The energy sector is ahead about 19 per cent year to date. The gold sector is up 24 per cent, but that's after being cut in half last year.
Bob Gorman, chief portfolio strategist at TD Waterhouse, says while expectations are high for the energy sector, solid earnings will not necessarily translate into share price advances as "those increased earnings are pretty much baked in the share prices."
"So unless they really blow the doors off I don‘t think you would see a lot of market movement," he said.
"And the backdrop here is that the price of oil has gradually been coming off a touch here, not dramatically by any stretch but has been coming off a bit and that may temper some expectations."
The Toronto stock market finished last week up 188.47 points or 1.24 per cent on positive Chinese manufacturing data and a series of positive earnings reports. The Dow industrials shed 140 points or 0.8 per cent.
Energy companies posting results this week include Talisman Energy (TSX:TLM) — which enjoyed a nice pop last week on speculation that it could be a takeover target by Spanish energy giant Repsol — Cenovus Energy (TSX:CVE), Imperial Oil (TSX:IMO), Canadian Oilsands (TSX:COS) and Suncor Energy (TSX:SU).
Major gold miners this week include Kinross (TSX:K), Agnico-Eagle (TSX:AEM), Yamana Gold (TSX:YRI) and Barrick Gold (TSX:ABX).

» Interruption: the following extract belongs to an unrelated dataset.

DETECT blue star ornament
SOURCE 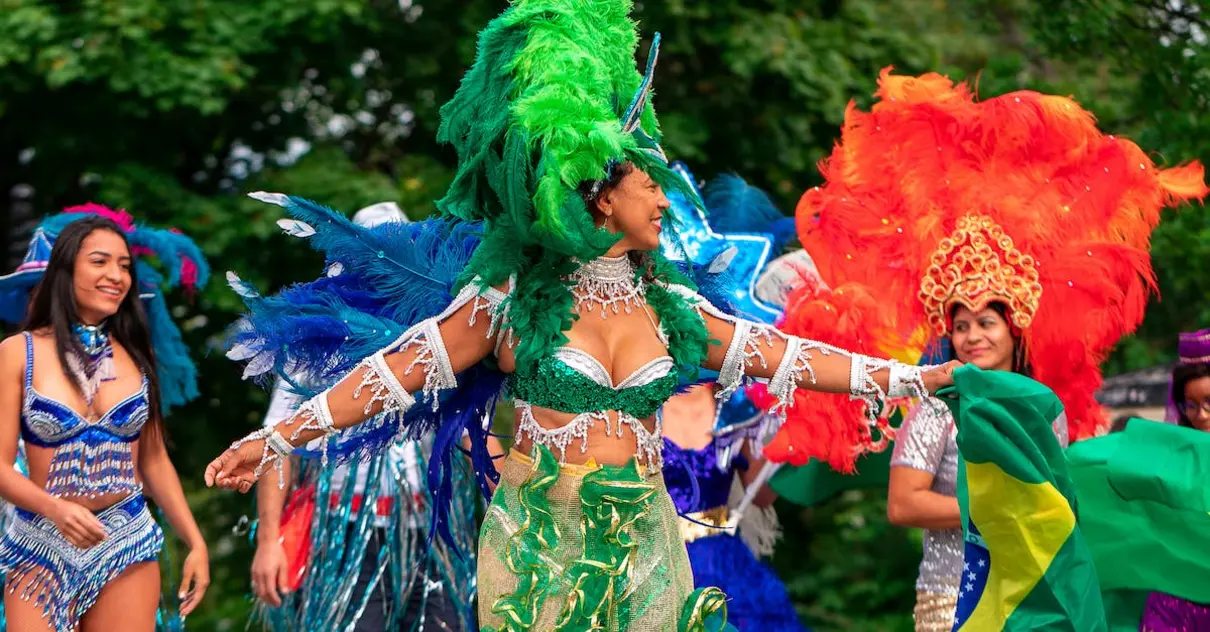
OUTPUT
[659,162,782,323]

Gorman said he isn't expecting much from the gold miners, given that gold prices have backed off amid a generally lower inflation environment while geopolitical concerns centred on Ukraine and the Middle East haven't lit a fire underneath bullion prices.

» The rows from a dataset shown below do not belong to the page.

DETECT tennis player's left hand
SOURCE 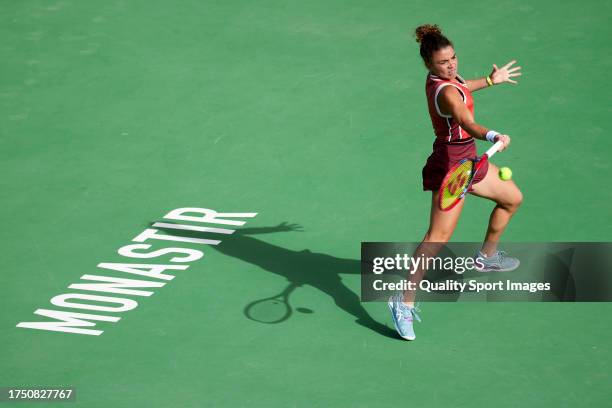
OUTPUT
[490,60,523,85]
[495,135,511,152]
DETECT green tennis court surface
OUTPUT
[0,0,612,407]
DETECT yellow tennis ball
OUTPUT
[499,167,512,180]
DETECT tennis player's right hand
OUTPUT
[495,135,510,152]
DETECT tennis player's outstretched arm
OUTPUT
[438,86,510,152]
[465,60,523,92]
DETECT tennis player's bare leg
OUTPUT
[404,191,465,307]
[472,163,523,256]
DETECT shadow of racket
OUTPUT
[244,282,312,324]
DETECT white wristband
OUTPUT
[486,130,499,143]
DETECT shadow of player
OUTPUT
[156,223,397,339]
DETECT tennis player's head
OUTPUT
[415,24,457,79]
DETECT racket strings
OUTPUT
[440,160,474,210]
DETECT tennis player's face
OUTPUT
[428,46,457,79]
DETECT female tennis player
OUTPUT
[389,24,523,340]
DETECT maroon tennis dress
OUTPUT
[423,73,489,191]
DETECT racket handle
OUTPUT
[485,140,503,158]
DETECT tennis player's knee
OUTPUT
[425,229,453,243]
[499,188,523,213]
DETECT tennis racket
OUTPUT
[438,141,502,211]
[244,283,299,324]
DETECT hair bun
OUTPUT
[414,24,442,43]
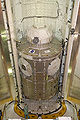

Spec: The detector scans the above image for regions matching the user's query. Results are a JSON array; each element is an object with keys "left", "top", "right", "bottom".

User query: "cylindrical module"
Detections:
[{"left": 17, "top": 27, "right": 61, "bottom": 100}]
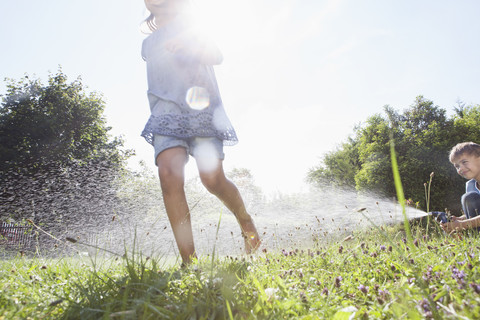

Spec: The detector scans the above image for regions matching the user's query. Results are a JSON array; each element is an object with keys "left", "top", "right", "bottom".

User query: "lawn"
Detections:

However, there could be a positive in one key area.
"You may see some better news on the cost side," said Gorman.
"There is a tendency in that industry for the cost to follow the price so the price went up, the cost followed. I think a lot of the analysts are going to be seeing how effective they have been, or not been, in reducing costs."
Meanwhile, it is a key week for U.S. economic data as investors look for the latest readings on growth, interest rates and employment.
Figures for second-quarter economic growth are out Wednesday and economists are looking for a rebound after fierce winter weather was largely responsible for a 2.9 per cent contraction in the January-March period.
The expectation is for a gross domestic product gain of about three per cent, but BMO Capital Markets chief economist Doug Porter said that forecast has room for error.
"Given how much the first quarter surprised, I wouldn't rule anything out," he said.
"If we're going to be surprised, it will be on the high side, not the low side — but one never knows."
The U.S. Federal Reserve releases its scheduled interest rate decision Wednesday. Rates have been near zero since the financial collapse of 2008 and it is generally expected that the Fed will finally move to raise rates sometime in mid-2015.
"We're shifting from July to June and I have that sense that the majority of the markets are starting to think that the Fed might go a little bit earlier than they thought," said Porter.
"But I suspect that most are still focusing on somewhere around mid-2015 unless something really untoward happens to the economy or on the flip side, unless inflation suddenly has burst in the months ahead."
And finally, the U.S. government releases its employment report for July on Friday. Economists expect that job creation will come in around 230,000, down from June's surprisingly large gain of 288,000.